Primavera Gallery


Primavera is a fine arts and crafts gallery at 10 King's Parade in Cambridge, England. Henry Rothschild of the Rothschild family founded Primavera in 1945 in Sloane Street, London, in order to promote and retail contemporary British art and craft. The Cambridge branch of Primavera was founded in 1959, when Rothschild took over a shop formerly run by the Cambridge Society of Designer-Craftsmen on King's Parade.
Henry Rothschild first became interested in the crafts when he encountered them in Italy in 1944 while on Army service with the Royal Corps of Signals. On his return to England, he researched British crafts and decided to found Primavera in Sloane Street. Primavera offered stoneware by the Winchcombe and Crowan potteries, tin-glaze from the Cole brothers' Rye Pottery, tableware by Lucie Rie, textiles, furniture and basketwork being exhibited and sold. From 1953, Primavera developed an exhibition programme showing continental ceramics, toys, sculpture and folk art. The reputation of the gallery enabled Rothschild to promote arts education in schools and to support museums and local authorities in putting together art and craft collections.
Following the establishment of Primavera in Cambridge, the interior was refitted by Gordon and Ursula Bowyer and the basement redesigned as a textile showroom. Marion Goodwin and Valerie Webb were appointed as managers and focused on sourcing local crafts. The upstairs gallery space at 10 King's Parade was once home to Charles Lamb, the poet and essayist, along with his sister Mary in 1819.
In 1965, the Viewpoint 1965 exhibition held at the gallery featured Geoffrey Clarke, Mary Potter, and Dan Arbeid.
In 1999 the current owner, Jeremy Waller, purchased the gallery. Jeremy returned to Cambridge after spending many years working and travelling in Europe, the Middle East and Africa.

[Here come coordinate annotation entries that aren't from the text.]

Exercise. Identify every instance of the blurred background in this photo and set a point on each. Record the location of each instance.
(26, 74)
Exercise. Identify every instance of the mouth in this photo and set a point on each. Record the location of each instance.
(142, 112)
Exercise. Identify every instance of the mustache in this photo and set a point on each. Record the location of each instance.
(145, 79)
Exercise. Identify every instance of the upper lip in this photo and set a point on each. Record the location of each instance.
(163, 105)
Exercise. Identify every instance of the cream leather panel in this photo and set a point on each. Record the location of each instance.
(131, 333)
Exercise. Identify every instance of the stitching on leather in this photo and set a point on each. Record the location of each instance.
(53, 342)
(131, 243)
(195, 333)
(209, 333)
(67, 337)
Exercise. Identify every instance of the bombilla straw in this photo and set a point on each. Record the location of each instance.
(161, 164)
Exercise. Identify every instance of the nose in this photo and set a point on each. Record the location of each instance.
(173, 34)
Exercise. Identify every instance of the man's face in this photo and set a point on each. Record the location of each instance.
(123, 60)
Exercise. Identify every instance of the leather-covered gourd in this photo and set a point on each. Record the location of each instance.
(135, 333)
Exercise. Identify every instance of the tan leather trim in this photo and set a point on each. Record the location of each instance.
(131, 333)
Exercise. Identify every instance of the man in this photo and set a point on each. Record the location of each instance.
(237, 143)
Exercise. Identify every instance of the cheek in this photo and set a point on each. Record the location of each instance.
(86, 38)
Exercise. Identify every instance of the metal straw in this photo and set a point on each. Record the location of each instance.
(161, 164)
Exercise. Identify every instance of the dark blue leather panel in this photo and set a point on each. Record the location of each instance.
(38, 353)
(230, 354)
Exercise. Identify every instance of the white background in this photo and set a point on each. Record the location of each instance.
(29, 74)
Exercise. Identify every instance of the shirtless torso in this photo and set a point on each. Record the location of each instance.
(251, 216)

Whilst overseas he continued his lifelong study of different cultures and arts practise.
Jeremy Waller's purchase of Primavera continued the lineage of the two previous owners with a keen interest in raising the profile of UK artists and makers. Since 1999, Primavera has been remodelled to accommodate more work on 3 floors of the King's Parade site, and opened a sister site at 13 Magdalene Street, which functions as a dedicated exhibition space as well as a studio for an artist-in-residence scheme. As a painter Jeremy has brought an artist's eye to the space and Primavera now represents more than 500 UK makers, exhibited in a unique way in the Grade II listed galleries on King's Parade. He and his wife Sheila have also dedicated a significant part of their home and grounds at College Farm, Haddenham, to housing a permanent collection of work by UK artists.
In 2001 Waller revived the connection between the Fitzwilliam Museum and Primavera by staging a joint exhibition entitled "Ceramics and Glass". New works by Caiger-Smith and Peter Layton were shown. Primavera has received commissions from Cambridge University to design and craft pieces for colleges, including a pair of wooden candlesticks for St Catharine's College turned by Guy Ravine in 2008. Primavera displays jewellery by the late Barbara Christie.
Numbers 10 and 11, King's Parade is a Grade II listed building.

History

In 1945 Henry Rothschild opened Primavera at 149 Sloane Street, London. In 1953, Primavera developed an exhibition programme starting with a selection of traditional British baskets held at the Tea Centre.
In 1999, Anglia Ruskin University, Cambridge, recognised Rothschild's
contribution to the crafts by awarding an honorary Master of Arts degree.
In 1999, Jeremy Waller purchased Primavera and continued the exhibition programme at 10 and later also 11 King's Parade.
In 2013, Primavera displayed a new collection of porcelain and ceramic vessels by Tony Laverick
In 2016, painter Stuart Cain was Primavera's artist-in-residence for Cambridge Open Studios.